Yesterday, Mark O'Mara, who represents George Zimmerman, filed a motion for anonymous and sequestered jurors. As some may recall, Mr. O'Mara is representing Mr. Zimmerman in his upcoming second-degree murder trial for the death of Trayvon Martin. The motion, which primarily focuses on obtaining an anonymous jury, is available here. If granted, the motion would not require a completely anonymous jury. Attorneys and court personnel would still have access to the names of the jurors.
Historically, anonymous juries were relegated to cases where juror safety was an issue or when the judge thought that someone might try to influence the jury's verdict. However, judges are now increasingly empanelling anonymous juries in the name of juror privacy. For more background information on anonymous juries go here.
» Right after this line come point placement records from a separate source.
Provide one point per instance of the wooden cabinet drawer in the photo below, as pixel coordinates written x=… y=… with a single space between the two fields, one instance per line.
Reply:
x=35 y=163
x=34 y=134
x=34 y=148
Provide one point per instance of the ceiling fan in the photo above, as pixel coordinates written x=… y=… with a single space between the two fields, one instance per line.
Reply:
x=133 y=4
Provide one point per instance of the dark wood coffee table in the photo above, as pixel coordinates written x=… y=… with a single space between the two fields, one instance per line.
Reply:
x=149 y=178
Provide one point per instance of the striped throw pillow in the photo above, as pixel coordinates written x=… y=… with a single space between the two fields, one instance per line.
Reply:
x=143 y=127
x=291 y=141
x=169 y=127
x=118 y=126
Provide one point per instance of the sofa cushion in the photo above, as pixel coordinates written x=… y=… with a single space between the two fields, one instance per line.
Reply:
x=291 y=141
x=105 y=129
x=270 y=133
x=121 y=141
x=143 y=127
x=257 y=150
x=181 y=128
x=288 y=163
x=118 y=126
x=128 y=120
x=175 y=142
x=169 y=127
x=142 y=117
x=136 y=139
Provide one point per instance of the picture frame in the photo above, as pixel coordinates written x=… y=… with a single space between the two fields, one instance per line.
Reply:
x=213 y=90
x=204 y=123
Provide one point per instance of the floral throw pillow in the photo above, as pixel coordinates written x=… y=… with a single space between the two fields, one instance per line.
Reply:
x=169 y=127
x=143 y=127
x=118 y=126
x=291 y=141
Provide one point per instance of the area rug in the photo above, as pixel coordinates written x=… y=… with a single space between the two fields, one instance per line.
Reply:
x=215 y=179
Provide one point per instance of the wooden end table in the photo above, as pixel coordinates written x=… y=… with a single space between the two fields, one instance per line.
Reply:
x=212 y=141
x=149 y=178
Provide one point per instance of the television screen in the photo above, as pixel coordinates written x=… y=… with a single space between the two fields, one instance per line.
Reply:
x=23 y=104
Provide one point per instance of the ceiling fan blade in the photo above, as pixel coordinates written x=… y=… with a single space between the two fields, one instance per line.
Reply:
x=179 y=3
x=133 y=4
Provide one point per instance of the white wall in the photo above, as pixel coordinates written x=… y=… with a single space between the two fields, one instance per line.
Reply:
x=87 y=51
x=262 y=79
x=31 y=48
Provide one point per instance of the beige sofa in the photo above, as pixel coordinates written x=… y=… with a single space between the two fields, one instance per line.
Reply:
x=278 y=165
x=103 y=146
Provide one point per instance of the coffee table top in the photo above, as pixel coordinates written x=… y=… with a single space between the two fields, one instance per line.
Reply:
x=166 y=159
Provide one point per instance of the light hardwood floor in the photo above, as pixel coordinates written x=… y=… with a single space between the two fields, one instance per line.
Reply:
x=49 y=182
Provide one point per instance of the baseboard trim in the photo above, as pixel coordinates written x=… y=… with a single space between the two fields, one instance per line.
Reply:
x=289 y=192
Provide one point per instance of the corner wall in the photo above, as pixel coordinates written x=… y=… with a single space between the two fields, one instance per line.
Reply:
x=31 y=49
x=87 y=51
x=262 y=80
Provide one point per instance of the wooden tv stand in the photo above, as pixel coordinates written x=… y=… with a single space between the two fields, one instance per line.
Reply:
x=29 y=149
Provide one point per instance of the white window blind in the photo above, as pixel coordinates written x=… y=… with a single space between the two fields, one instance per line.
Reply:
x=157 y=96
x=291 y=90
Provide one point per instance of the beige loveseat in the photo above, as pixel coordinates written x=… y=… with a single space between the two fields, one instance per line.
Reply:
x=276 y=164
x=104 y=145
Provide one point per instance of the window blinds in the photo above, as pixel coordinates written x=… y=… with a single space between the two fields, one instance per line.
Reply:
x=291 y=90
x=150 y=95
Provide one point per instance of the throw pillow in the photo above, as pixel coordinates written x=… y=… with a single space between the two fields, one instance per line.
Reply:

In filing his motion, Mr. O'Mara asserts that
[T]his case is different than most cases because in this case, in that it is Mr. Zimmerman who requests an anonymous jury. Mr. Zimmerman believes that juror anonymity will promote an atmosphere in which jurors can hear evidence and deliberate without fear of reprisal or harassment.
Mr. O'Mara also claims that
If this Court fails to protect the privacy of Mr. Zimmerman's potential jurors it will endanger his rights to due process of law and a fair trial by an impartial jury.
The motion also makes several references to the Casey Anthony jurors who were subject to extensive criticism for their verdict. I am not sure how the government is going to react to this motion but I am sure that the media will seek to intervene and respond. Generally speaking, if a trial judge wants to use an anonymous jury, she has to make factual findings as to why one is necessary.